Block matrix linear solve performance

Hi there!

I have located a bottleneck in my simulations I could use some help with. I think this is mainly a linear algebra problem rather than pure Julia performance, but I know very little about that field so I’m not even sure about that :sweat_smile:

I have to solve the following equation:
\left(\begin{matrix} A & B \\ C & D \end{matrix}\right) \left(\begin{matrix} x \\ y \end{matrix}\right) = \left(\begin{matrix} f \\ g \end{matrix}\right)
The catch here is that A and D are constant (so much so that their inverses can be considered free), while I have N = 1-30 sets of B and C and M = 3-10 sets of f and g for each (B, C). I have A \approx A^T, D \approx D^T, and B \approx C^T, but definitively not exactly symmetric. Typical matrix sizes are 500x500 - 10,000x10,000 for both A and D, but I can chose to swap their sizes. All matrices are dense.

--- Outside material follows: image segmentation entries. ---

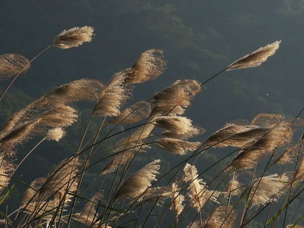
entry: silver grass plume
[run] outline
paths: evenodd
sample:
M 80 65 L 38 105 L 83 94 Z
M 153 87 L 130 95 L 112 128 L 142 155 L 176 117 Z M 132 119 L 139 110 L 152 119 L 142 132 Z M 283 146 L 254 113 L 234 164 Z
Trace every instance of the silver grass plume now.
M 153 102 L 159 106 L 179 105 L 187 107 L 201 87 L 200 83 L 195 80 L 178 80 L 157 93 L 153 97 Z
M 155 105 L 152 109 L 149 118 L 153 119 L 160 116 L 176 116 L 177 115 L 182 115 L 185 111 L 185 109 L 179 105 L 176 106 L 169 104 L 166 106 Z
M 77 47 L 84 42 L 92 40 L 94 32 L 94 28 L 89 26 L 65 29 L 55 38 L 52 45 L 62 49 Z
M 42 134 L 44 130 L 38 124 L 37 119 L 29 121 L 18 125 L 10 131 L 5 132 L 0 139 L 1 148 L 5 149 L 26 142 L 33 135 Z
M 187 150 L 196 150 L 202 145 L 199 142 L 191 142 L 171 138 L 162 138 L 153 144 L 173 154 L 181 155 L 185 154 Z
M 123 84 L 129 71 L 128 69 L 123 70 L 112 76 L 99 96 L 93 109 L 93 115 L 115 116 L 119 114 L 119 109 L 132 90 L 132 88 L 127 87 Z
M 240 194 L 242 191 L 241 187 L 243 186 L 237 179 L 238 175 L 235 174 L 233 178 L 231 178 L 228 182 L 227 187 L 226 188 L 226 192 L 227 193 L 226 195 L 228 196 L 230 191 L 231 191 L 230 195 L 233 196 L 237 195 Z
M 285 164 L 287 163 L 292 162 L 295 158 L 296 157 L 296 155 L 299 151 L 302 150 L 303 147 L 299 144 L 291 146 L 285 149 L 283 153 L 275 159 L 271 165 Z
M 304 158 L 303 158 L 295 171 L 294 181 L 297 182 L 304 181 Z
M 165 131 L 162 133 L 170 138 L 183 139 L 203 133 L 205 130 L 192 125 L 192 121 L 184 116 L 162 116 L 154 120 L 153 124 Z
M 188 196 L 192 205 L 198 212 L 201 211 L 209 197 L 210 199 L 217 202 L 217 198 L 220 193 L 216 191 L 213 192 L 214 191 L 207 190 L 206 183 L 203 182 L 202 179 L 198 178 L 199 175 L 195 166 L 187 163 L 184 168 L 184 171 L 185 176 L 183 180 L 189 183 L 188 188 L 189 190 Z
M 102 198 L 103 195 L 98 192 L 91 199 L 82 210 L 81 213 L 76 213 L 74 215 L 76 217 L 73 217 L 74 219 L 80 222 L 81 223 L 90 226 L 93 224 L 94 220 L 98 217 L 98 213 L 96 211 L 96 207 L 99 202 Z M 92 226 L 93 228 L 97 228 L 99 223 L 94 224 Z
M 102 169 L 99 175 L 105 174 L 116 170 L 119 166 L 125 164 L 133 157 L 132 151 L 126 150 L 117 154 L 114 158 Z
M 53 127 L 65 127 L 77 121 L 77 112 L 69 106 L 62 106 L 43 113 L 36 118 L 40 124 Z
M 151 186 L 151 182 L 156 181 L 156 175 L 160 167 L 157 164 L 161 162 L 155 160 L 134 173 L 124 182 L 118 189 L 115 199 L 123 197 L 134 199 L 143 193 Z
M 47 177 L 44 185 L 40 192 L 42 199 L 45 199 L 53 194 L 56 203 L 60 202 L 68 191 L 74 192 L 77 189 L 77 176 L 84 161 L 79 161 L 77 157 L 62 161 L 50 172 Z M 67 194 L 65 196 L 66 202 L 72 196 Z
M 187 228 L 232 228 L 234 227 L 234 223 L 237 219 L 237 212 L 230 206 L 220 206 L 217 207 L 211 213 L 209 217 L 202 223 L 197 221 Z M 227 217 L 227 212 L 232 212 Z
M 58 142 L 67 133 L 61 127 L 56 127 L 49 130 L 45 139 L 48 140 L 55 140 Z
M 29 187 L 27 188 L 24 193 L 21 202 L 22 207 L 24 207 L 25 205 L 30 201 L 35 202 L 38 200 L 39 194 L 37 193 L 37 192 L 45 182 L 46 179 L 46 178 L 40 177 L 37 178 L 32 182 Z
M 0 190 L 7 186 L 10 177 L 15 170 L 16 160 L 15 152 L 8 150 L 0 153 Z
M 269 130 L 269 128 L 255 125 L 228 123 L 211 135 L 203 146 L 205 147 L 242 147 L 262 136 Z
M 289 143 L 292 138 L 293 130 L 290 124 L 281 122 L 269 126 L 269 130 L 263 136 L 246 144 L 226 169 L 234 170 L 253 168 L 257 159 L 259 161 L 269 154 L 275 147 Z
M 137 123 L 147 117 L 151 111 L 151 106 L 149 103 L 140 101 L 121 111 L 119 115 L 113 117 L 106 125 L 123 125 Z
M 5 79 L 16 74 L 29 62 L 29 60 L 19 54 L 7 54 L 0 55 L 0 80 Z M 26 66 L 22 73 L 29 68 Z
M 127 145 L 126 148 L 130 148 L 134 146 L 135 145 L 140 145 L 142 140 L 146 139 L 149 135 L 151 136 L 150 134 L 154 128 L 153 125 L 150 123 L 142 126 L 131 133 L 130 136 L 118 141 L 115 145 L 114 151 L 123 150 L 126 148 L 126 146 Z M 145 147 L 149 148 L 150 147 L 148 145 L 144 145 L 143 148 Z M 136 149 L 139 149 L 140 148 L 140 147 L 136 147 L 135 150 L 136 150 Z
M 230 71 L 260 66 L 262 63 L 266 61 L 268 57 L 275 54 L 279 48 L 281 42 L 281 40 L 277 41 L 264 47 L 260 47 L 233 62 L 227 67 L 226 70 Z
M 161 50 L 146 51 L 132 66 L 132 70 L 128 74 L 125 84 L 141 83 L 158 77 L 164 70 L 166 62 L 163 58 L 163 51 Z
M 53 89 L 47 95 L 34 101 L 16 112 L 4 124 L 0 130 L 0 137 L 22 123 L 22 119 L 40 108 L 54 109 L 73 101 L 97 99 L 103 85 L 98 80 L 83 78 L 72 81 Z
M 141 196 L 137 199 L 137 201 L 141 201 L 135 206 L 136 208 L 140 206 L 143 204 L 156 203 L 157 206 L 161 207 L 164 203 L 164 200 L 168 197 L 168 188 L 166 187 L 156 187 L 148 189 L 144 192 Z M 130 204 L 133 201 L 131 201 Z
M 185 201 L 185 197 L 181 192 L 179 192 L 181 189 L 178 187 L 176 182 L 172 183 L 171 190 L 172 192 L 176 192 L 171 196 L 173 202 L 170 209 L 173 211 L 175 216 L 175 219 L 177 219 L 178 216 L 181 214 L 184 209 L 185 205 L 182 203 L 183 202 Z
M 81 78 L 54 88 L 36 103 L 40 107 L 44 103 L 43 107 L 47 107 L 50 104 L 56 105 L 53 103 L 56 102 L 67 104 L 73 101 L 93 101 L 98 98 L 104 87 L 98 80 Z
M 275 195 L 274 200 L 276 202 L 277 198 L 283 193 L 284 190 L 281 190 L 288 184 L 284 182 L 288 181 L 288 178 L 285 174 L 282 177 L 275 174 L 263 177 L 261 179 L 259 178 L 255 180 L 246 187 L 240 197 L 240 201 L 246 199 L 249 194 L 249 191 L 251 191 L 248 201 L 251 201 L 253 206 L 263 205 Z M 259 181 L 260 183 L 258 186 Z M 258 186 L 257 189 L 257 186 Z M 255 192 L 253 199 L 251 200 Z
M 60 207 L 58 212 L 58 209 L 57 207 L 57 205 L 56 205 L 54 200 L 35 201 L 31 202 L 27 205 L 25 204 L 23 206 L 25 207 L 24 208 L 25 210 L 23 211 L 24 212 L 34 215 L 36 218 L 39 217 L 41 218 L 40 219 L 47 220 L 51 219 L 53 218 L 54 214 L 56 212 L 60 212 L 62 211 Z

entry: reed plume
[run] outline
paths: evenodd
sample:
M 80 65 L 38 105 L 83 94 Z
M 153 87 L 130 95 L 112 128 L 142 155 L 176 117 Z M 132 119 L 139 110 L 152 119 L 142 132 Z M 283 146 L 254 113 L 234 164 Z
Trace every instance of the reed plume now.
M 10 177 L 15 170 L 15 151 L 9 149 L 0 152 L 0 190 L 8 185 Z
M 130 71 L 126 69 L 115 73 L 105 86 L 93 109 L 92 115 L 116 116 L 119 109 L 129 98 L 131 87 L 127 87 L 124 82 Z
M 220 206 L 218 207 L 210 215 L 208 219 L 203 223 L 202 225 L 200 222 L 195 222 L 190 226 L 189 225 L 187 228 L 232 228 L 234 227 L 237 218 L 236 212 L 233 210 L 232 207 Z M 227 211 L 232 212 L 227 216 Z
M 153 123 L 165 130 L 164 136 L 180 139 L 192 138 L 203 134 L 205 130 L 193 126 L 192 121 L 183 116 L 162 116 L 155 119 Z
M 180 192 L 180 189 L 178 187 L 176 182 L 172 183 L 171 186 L 171 191 L 176 192 L 171 196 L 173 202 L 171 205 L 170 209 L 172 210 L 175 215 L 175 219 L 177 219 L 178 216 L 181 214 L 185 205 L 183 205 L 183 202 L 185 201 L 185 197 L 181 192 Z
M 84 161 L 76 157 L 64 159 L 56 165 L 48 175 L 45 183 L 41 188 L 42 199 L 54 195 L 55 203 L 58 204 L 65 195 L 65 202 L 67 202 L 72 196 L 66 195 L 66 193 L 77 189 L 77 176 L 84 163 Z
M 289 143 L 293 135 L 290 124 L 282 121 L 271 124 L 262 136 L 248 143 L 240 150 L 239 154 L 225 170 L 246 169 L 254 167 L 255 161 L 268 154 L 275 147 Z
M 199 175 L 195 166 L 187 163 L 184 168 L 184 171 L 185 175 L 183 180 L 189 183 L 188 188 L 189 192 L 188 196 L 191 204 L 198 212 L 202 210 L 209 197 L 210 199 L 217 202 L 217 198 L 220 193 L 207 190 L 207 186 L 206 185 L 206 183 L 203 182 L 202 179 L 198 178 Z
M 141 83 L 154 79 L 164 70 L 166 62 L 163 60 L 163 51 L 151 49 L 140 55 L 131 67 L 125 80 L 125 84 Z
M 117 191 L 115 199 L 121 197 L 134 199 L 147 190 L 153 181 L 156 181 L 156 174 L 160 167 L 157 164 L 161 162 L 155 160 L 144 166 L 131 175 L 123 183 Z
M 62 49 L 77 47 L 84 42 L 91 41 L 94 32 L 94 28 L 89 26 L 65 29 L 55 38 L 52 45 Z
M 21 202 L 21 207 L 24 207 L 30 201 L 37 201 L 39 198 L 39 193 L 37 193 L 40 188 L 45 182 L 46 178 L 40 177 L 36 179 L 27 188 L 24 193 Z
M 0 55 L 0 80 L 7 79 L 17 74 L 29 62 L 29 60 L 19 54 L 7 54 Z M 29 64 L 22 73 L 29 68 Z
M 195 80 L 178 80 L 154 95 L 153 102 L 158 106 L 179 105 L 186 107 L 201 87 L 200 84 Z
M 250 194 L 248 201 L 251 202 L 253 206 L 263 205 L 275 195 L 274 200 L 276 202 L 278 198 L 283 193 L 282 189 L 288 184 L 284 182 L 288 181 L 288 179 L 285 174 L 282 177 L 275 174 L 255 180 L 246 187 L 240 197 L 240 201 L 246 199 Z
M 66 134 L 66 132 L 61 127 L 56 127 L 49 130 L 45 139 L 58 142 Z
M 185 154 L 187 150 L 196 150 L 201 145 L 199 142 L 191 142 L 170 138 L 162 138 L 153 144 L 172 154 L 181 155 Z
M 151 111 L 149 103 L 140 101 L 121 111 L 118 116 L 110 120 L 106 126 L 121 126 L 137 123 L 147 117 Z
M 203 146 L 205 147 L 242 147 L 261 137 L 269 130 L 269 128 L 259 126 L 228 123 L 211 135 Z
M 97 228 L 99 223 L 94 223 L 94 221 L 98 216 L 96 211 L 96 208 L 102 198 L 103 195 L 100 192 L 97 192 L 88 202 L 81 213 L 74 214 L 76 217 L 73 217 L 74 219 L 80 222 L 81 223 L 90 226 L 90 227 Z
M 119 166 L 125 164 L 133 157 L 133 151 L 126 150 L 117 154 L 112 161 L 102 170 L 99 175 L 105 174 L 113 172 Z
M 281 42 L 281 40 L 277 41 L 264 47 L 260 47 L 250 54 L 246 55 L 234 62 L 227 67 L 226 69 L 230 71 L 260 66 L 266 61 L 268 57 L 275 54 L 279 48 Z

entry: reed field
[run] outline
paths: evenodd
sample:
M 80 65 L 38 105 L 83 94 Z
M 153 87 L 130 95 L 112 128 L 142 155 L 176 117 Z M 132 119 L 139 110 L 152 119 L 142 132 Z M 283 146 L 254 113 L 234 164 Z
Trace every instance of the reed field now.
M 88 46 L 94 33 L 89 26 L 64 30 L 32 59 L 0 56 L 1 83 L 7 85 L 0 103 L 36 59 L 43 60 L 40 54 Z M 146 100 L 133 100 L 133 93 L 139 84 L 162 80 L 167 65 L 161 50 L 143 50 L 108 81 L 83 78 L 41 95 L 1 125 L 0 226 L 302 227 L 303 109 L 293 118 L 260 113 L 214 132 L 186 116 L 197 111 L 191 105 L 199 105 L 196 95 L 210 81 L 267 64 L 281 43 L 248 47 L 248 54 L 204 81 L 186 75 Z M 81 113 L 75 104 L 84 101 L 94 108 L 76 123 Z M 75 124 L 84 130 L 68 132 Z M 60 143 L 67 131 L 81 139 L 78 149 L 62 148 L 71 155 L 46 176 L 27 182 L 26 171 L 16 175 L 40 144 Z

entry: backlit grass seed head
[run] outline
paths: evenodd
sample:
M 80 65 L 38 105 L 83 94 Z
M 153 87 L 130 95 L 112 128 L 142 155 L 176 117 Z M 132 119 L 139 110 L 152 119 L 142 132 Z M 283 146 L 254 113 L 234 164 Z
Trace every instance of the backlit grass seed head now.
M 22 207 L 25 206 L 25 205 L 30 201 L 35 201 L 38 200 L 39 194 L 36 193 L 45 182 L 46 179 L 46 178 L 40 177 L 32 182 L 29 185 L 30 187 L 27 188 L 22 199 L 21 205 L 23 206 Z
M 198 212 L 201 211 L 209 197 L 211 200 L 217 202 L 220 193 L 216 191 L 213 192 L 214 191 L 207 190 L 206 183 L 203 182 L 202 179 L 198 178 L 199 175 L 195 166 L 187 163 L 184 168 L 184 171 L 185 175 L 183 179 L 189 183 L 188 188 L 189 192 L 187 196 L 191 202 L 191 204 Z
M 275 54 L 279 48 L 281 42 L 281 40 L 277 41 L 264 47 L 261 47 L 233 62 L 228 66 L 226 69 L 230 71 L 260 66 L 262 63 L 266 61 L 268 57 Z
M 154 120 L 156 126 L 165 130 L 162 135 L 169 138 L 183 139 L 203 134 L 202 128 L 194 126 L 192 121 L 183 116 L 162 116 Z
M 67 190 L 72 192 L 76 191 L 78 184 L 77 175 L 84 162 L 77 157 L 72 159 L 69 158 L 56 165 L 47 175 L 45 184 L 41 188 L 40 193 L 42 199 L 45 199 L 54 194 L 59 202 Z M 67 195 L 66 201 L 71 197 Z
M 252 199 L 252 206 L 263 205 L 268 202 L 275 195 L 275 196 L 274 200 L 276 202 L 278 198 L 284 193 L 284 191 L 281 190 L 288 184 L 284 182 L 288 181 L 288 178 L 285 174 L 283 174 L 282 178 L 275 174 L 263 177 L 261 179 L 260 178 L 255 180 L 246 187 L 240 197 L 240 200 L 246 199 L 249 191 L 251 191 L 249 202 L 251 201 L 254 193 L 255 192 Z M 260 183 L 258 185 L 259 181 Z M 258 186 L 257 189 L 257 186 Z
M 254 125 L 227 124 L 210 136 L 203 146 L 206 147 L 242 147 L 262 136 L 269 130 Z
M 233 207 L 220 206 L 217 207 L 209 217 L 203 222 L 202 226 L 200 222 L 196 221 L 187 228 L 232 228 L 235 227 L 234 224 L 237 219 L 236 212 L 233 210 Z M 228 215 L 227 212 L 232 212 Z
M 175 218 L 181 213 L 185 206 L 182 204 L 183 202 L 185 201 L 184 195 L 181 193 L 178 192 L 180 191 L 180 190 L 178 187 L 178 185 L 176 183 L 172 183 L 171 186 L 171 191 L 178 192 L 174 192 L 171 196 L 171 198 L 173 200 L 173 201 L 170 207 L 170 209 L 174 212 L 174 214 L 175 215 Z
M 16 74 L 29 62 L 28 60 L 19 54 L 7 54 L 0 55 L 0 80 L 5 79 Z M 26 66 L 22 73 L 29 68 Z
M 105 174 L 115 171 L 119 166 L 126 163 L 133 157 L 133 152 L 129 150 L 118 154 L 102 169 L 99 174 Z
M 120 112 L 132 88 L 124 86 L 123 82 L 129 71 L 123 70 L 115 73 L 100 95 L 93 111 L 94 116 L 115 116 Z
M 42 113 L 37 117 L 39 123 L 53 127 L 71 125 L 77 121 L 77 111 L 69 106 L 58 107 Z
M 148 102 L 140 101 L 121 111 L 119 115 L 110 119 L 106 125 L 122 125 L 137 123 L 147 117 L 151 111 L 151 106 Z
M 170 138 L 160 139 L 153 144 L 171 154 L 181 155 L 185 154 L 187 150 L 196 150 L 201 145 L 199 142 L 191 142 Z
M 125 84 L 141 83 L 154 79 L 164 70 L 166 62 L 163 51 L 155 49 L 147 50 L 143 53 L 132 66 Z
M 152 181 L 157 180 L 156 175 L 159 173 L 160 166 L 157 164 L 160 162 L 159 159 L 155 160 L 131 175 L 118 189 L 115 199 L 134 199 L 143 193 L 151 185 Z
M 81 223 L 90 226 L 98 217 L 98 213 L 96 211 L 96 208 L 102 196 L 103 195 L 101 193 L 97 193 L 90 199 L 90 201 L 91 202 L 88 202 L 85 205 L 81 212 L 75 214 L 74 215 L 76 217 L 72 217 L 73 218 Z M 91 227 L 97 228 L 99 224 L 99 223 L 97 223 Z
M 8 186 L 11 179 L 9 176 L 15 170 L 15 154 L 14 151 L 10 150 L 0 153 L 0 190 Z
M 53 128 L 49 130 L 45 139 L 48 140 L 55 140 L 58 142 L 61 138 L 64 137 L 66 133 L 66 132 L 62 128 Z
M 190 101 L 200 91 L 200 83 L 195 80 L 178 80 L 157 93 L 153 102 L 159 106 L 179 105 L 188 107 Z
M 48 100 L 62 100 L 64 104 L 72 101 L 97 100 L 104 86 L 98 80 L 82 78 L 56 87 L 44 97 Z
M 53 46 L 62 49 L 78 47 L 84 42 L 91 41 L 94 32 L 94 28 L 89 26 L 64 30 L 54 39 Z
M 282 122 L 273 125 L 262 136 L 243 147 L 225 170 L 253 168 L 257 159 L 261 161 L 261 159 L 269 154 L 275 147 L 290 143 L 293 135 L 290 125 Z

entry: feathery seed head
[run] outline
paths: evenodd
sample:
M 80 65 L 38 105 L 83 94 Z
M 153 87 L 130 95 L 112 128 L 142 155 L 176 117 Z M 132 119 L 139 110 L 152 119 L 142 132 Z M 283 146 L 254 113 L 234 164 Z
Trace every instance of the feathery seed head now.
M 62 128 L 53 128 L 49 130 L 45 139 L 48 140 L 55 140 L 58 142 L 66 133 L 66 132 Z
M 27 59 L 19 54 L 0 55 L 0 80 L 7 79 L 16 74 L 29 61 Z M 22 73 L 25 73 L 29 67 L 29 64 Z
M 62 49 L 78 47 L 92 40 L 94 32 L 94 28 L 89 26 L 64 30 L 54 39 L 53 46 Z
M 276 41 L 264 47 L 261 47 L 250 54 L 246 55 L 230 65 L 226 68 L 227 71 L 242 68 L 254 67 L 260 66 L 267 60 L 279 48 L 281 41 Z
M 160 162 L 159 159 L 155 160 L 131 175 L 119 188 L 115 199 L 134 199 L 143 193 L 151 186 L 152 181 L 157 180 L 156 174 L 159 173 L 160 166 L 157 164 Z
M 162 51 L 147 50 L 140 55 L 132 66 L 124 84 L 141 83 L 158 77 L 164 70 L 166 62 L 163 58 Z

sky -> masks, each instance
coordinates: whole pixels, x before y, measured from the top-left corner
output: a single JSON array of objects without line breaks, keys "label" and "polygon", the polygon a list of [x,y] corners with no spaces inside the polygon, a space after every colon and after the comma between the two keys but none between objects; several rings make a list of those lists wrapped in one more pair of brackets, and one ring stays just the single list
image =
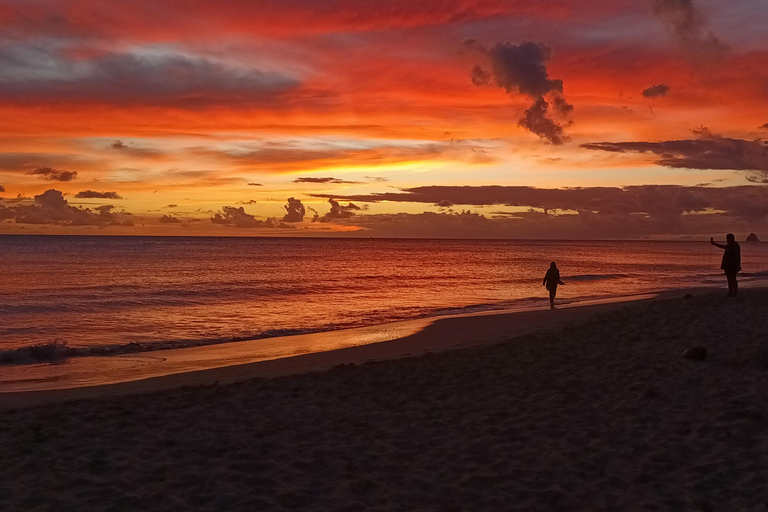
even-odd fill
[{"label": "sky", "polygon": [[0,0],[0,234],[768,239],[764,0]]}]

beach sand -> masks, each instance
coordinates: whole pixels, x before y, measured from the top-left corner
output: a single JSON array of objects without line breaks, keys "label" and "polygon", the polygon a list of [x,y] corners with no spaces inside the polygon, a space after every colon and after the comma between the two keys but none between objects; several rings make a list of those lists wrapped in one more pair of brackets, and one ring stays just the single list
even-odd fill
[{"label": "beach sand", "polygon": [[[469,329],[453,350],[324,372],[6,410],[0,510],[766,511],[768,291],[722,295],[501,343],[479,329],[473,346]],[[692,345],[706,360],[682,357]]]}]

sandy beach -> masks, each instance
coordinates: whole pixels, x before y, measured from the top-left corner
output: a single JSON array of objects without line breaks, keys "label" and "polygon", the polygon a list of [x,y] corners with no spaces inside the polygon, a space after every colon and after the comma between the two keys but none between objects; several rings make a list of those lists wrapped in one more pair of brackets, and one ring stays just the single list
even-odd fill
[{"label": "sandy beach", "polygon": [[522,334],[444,323],[399,359],[5,410],[0,510],[768,510],[768,291],[672,297]]}]

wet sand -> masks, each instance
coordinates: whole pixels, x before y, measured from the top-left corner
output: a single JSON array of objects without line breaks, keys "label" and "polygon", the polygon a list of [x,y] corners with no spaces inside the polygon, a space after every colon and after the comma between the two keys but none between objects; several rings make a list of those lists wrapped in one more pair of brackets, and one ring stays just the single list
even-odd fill
[{"label": "wet sand", "polygon": [[768,510],[768,291],[554,313],[509,339],[503,315],[436,322],[423,341],[465,341],[441,352],[6,410],[0,510]]}]

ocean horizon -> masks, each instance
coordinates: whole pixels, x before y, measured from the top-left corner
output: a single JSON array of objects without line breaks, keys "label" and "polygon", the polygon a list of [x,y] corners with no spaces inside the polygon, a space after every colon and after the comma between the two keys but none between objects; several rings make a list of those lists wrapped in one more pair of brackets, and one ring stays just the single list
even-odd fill
[{"label": "ocean horizon", "polygon": [[[694,241],[3,236],[0,360],[115,355],[723,286]],[[742,281],[768,279],[743,244]],[[53,353],[29,347],[49,347]],[[58,352],[57,352],[58,351]]]}]

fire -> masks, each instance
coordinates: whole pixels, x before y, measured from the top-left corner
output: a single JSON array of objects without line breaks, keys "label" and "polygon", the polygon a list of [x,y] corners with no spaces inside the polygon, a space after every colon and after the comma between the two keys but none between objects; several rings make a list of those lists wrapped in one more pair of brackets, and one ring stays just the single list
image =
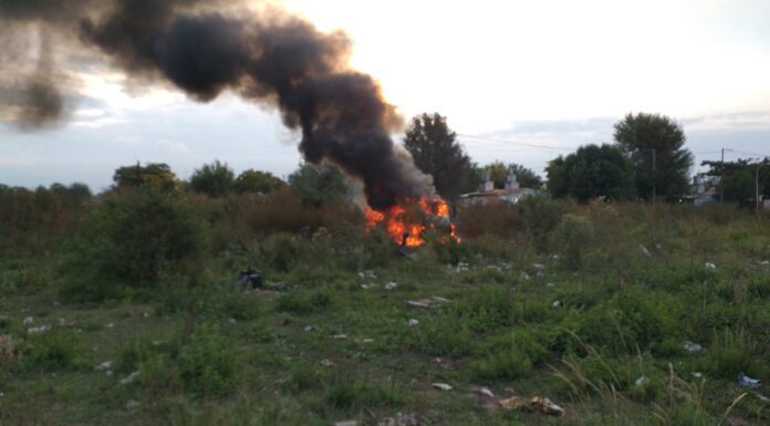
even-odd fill
[{"label": "fire", "polygon": [[427,229],[436,229],[438,221],[446,221],[448,227],[448,235],[443,238],[443,241],[446,242],[449,239],[460,241],[455,232],[455,224],[449,220],[449,205],[440,198],[428,200],[427,197],[420,197],[417,200],[394,205],[384,210],[374,210],[367,207],[364,210],[364,216],[367,229],[374,229],[377,225],[383,224],[398,245],[423,246],[425,243],[423,232]]}]

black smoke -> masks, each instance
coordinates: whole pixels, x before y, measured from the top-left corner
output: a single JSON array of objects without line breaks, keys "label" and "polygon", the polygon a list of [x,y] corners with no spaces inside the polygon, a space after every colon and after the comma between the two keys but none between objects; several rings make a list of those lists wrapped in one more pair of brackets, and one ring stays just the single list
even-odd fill
[{"label": "black smoke", "polygon": [[[197,101],[231,91],[277,105],[284,124],[301,131],[305,159],[331,160],[361,178],[373,208],[433,194],[429,177],[391,139],[402,125],[394,106],[376,81],[350,67],[344,33],[320,32],[281,11],[256,15],[233,3],[0,0],[0,24],[27,22],[64,34],[128,75],[173,84]],[[39,94],[28,101],[53,101]]]}]

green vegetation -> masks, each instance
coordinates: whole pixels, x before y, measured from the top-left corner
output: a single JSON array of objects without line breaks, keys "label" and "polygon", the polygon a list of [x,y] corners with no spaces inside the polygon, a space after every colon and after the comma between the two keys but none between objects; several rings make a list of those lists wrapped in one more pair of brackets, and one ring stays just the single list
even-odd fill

Things I have tried so far, with rough example times using size 6500² and 1500² matrices:

  • The naive approach: calculate a factorisation of the big matrix; I have to do this only N times (once for each set of B and C).7s/2s with 1/6 threads per LU.
  • Using the amazing Krylov.jl, specifically the gpmr method. This is very fast, however, I need to do this NxM times since I can’t reuse old solutions. I tried warm starting but it didn’t improve times. I also get limited benefit from using multiple threads (as in, @spawn some threads with a chunk of the work); I might be running up against memory bandwidth here? 0.1s per solve (with 1 thread).
  • Block LU decomposition where I can use the precalculated A^{-1} (code below). This is decent when using all threads. However, most time is spent computing the Schur complement S. I thought about using the Woodbury matrix identity but all that allows is swapping sizes of A and D (at least if I understood correctly), which I can do anyway. 3s/0.6s with 1/6 threads per LU and 0.02s for a re-solve with different f and g.
  • Well, I don’t actually need to calculate S; I tried replacing S t = y with a linear solve from Krylov.jl while using LinearOperators.jl to avoid the explicit calculation. If I use D^{-1} as a preconditioner is roughly as fast as going the gpmr route like above (which, you know, I shouldn’t be that surprised by). 0.1s per solve.
# These are the naive versions -- I use ones with storage preallocated.
function block_lu(A⁻¹, B, C, D, f, g)
    L = C * A⁻¹
    t = g - L * f
    S = D - L * B  # = D - C*A⁻¹*B
    Slu = lu!(S)
    y = Slu \ t
    x = A⁻¹ * (f - B * y)
    x, y, L, Slu
end
function re_block_lu(L, Slu, A⁻¹, B, f, g)  # same (B, C) but different (f, g)
    t = g - L * f
    y = Slu \ t
    x = A⁻¹ * (f - B * y)
    x, y
end

I feel like there might be some performance left on the table because 1) with the iterative method I’m barely using multithreading at all, and 2) with the block LU my bottleneck is now a matrix multiplication (as opposed to a linear solve) while not using the available D^{-1}.
It might very well be optimised as far as possible already, but hopefully someone has a clever idea in store. :grinning_face:

1 Like

This one is fast, but it’s just a PR of an unregistered package so it needs some revival for normal usage.

1 Like

Thanks for you reply!
I’m not sure how I’d apply this here since neither my matrices nor my block is diagonal. Is there some way by which I should bring my matrix into this shape?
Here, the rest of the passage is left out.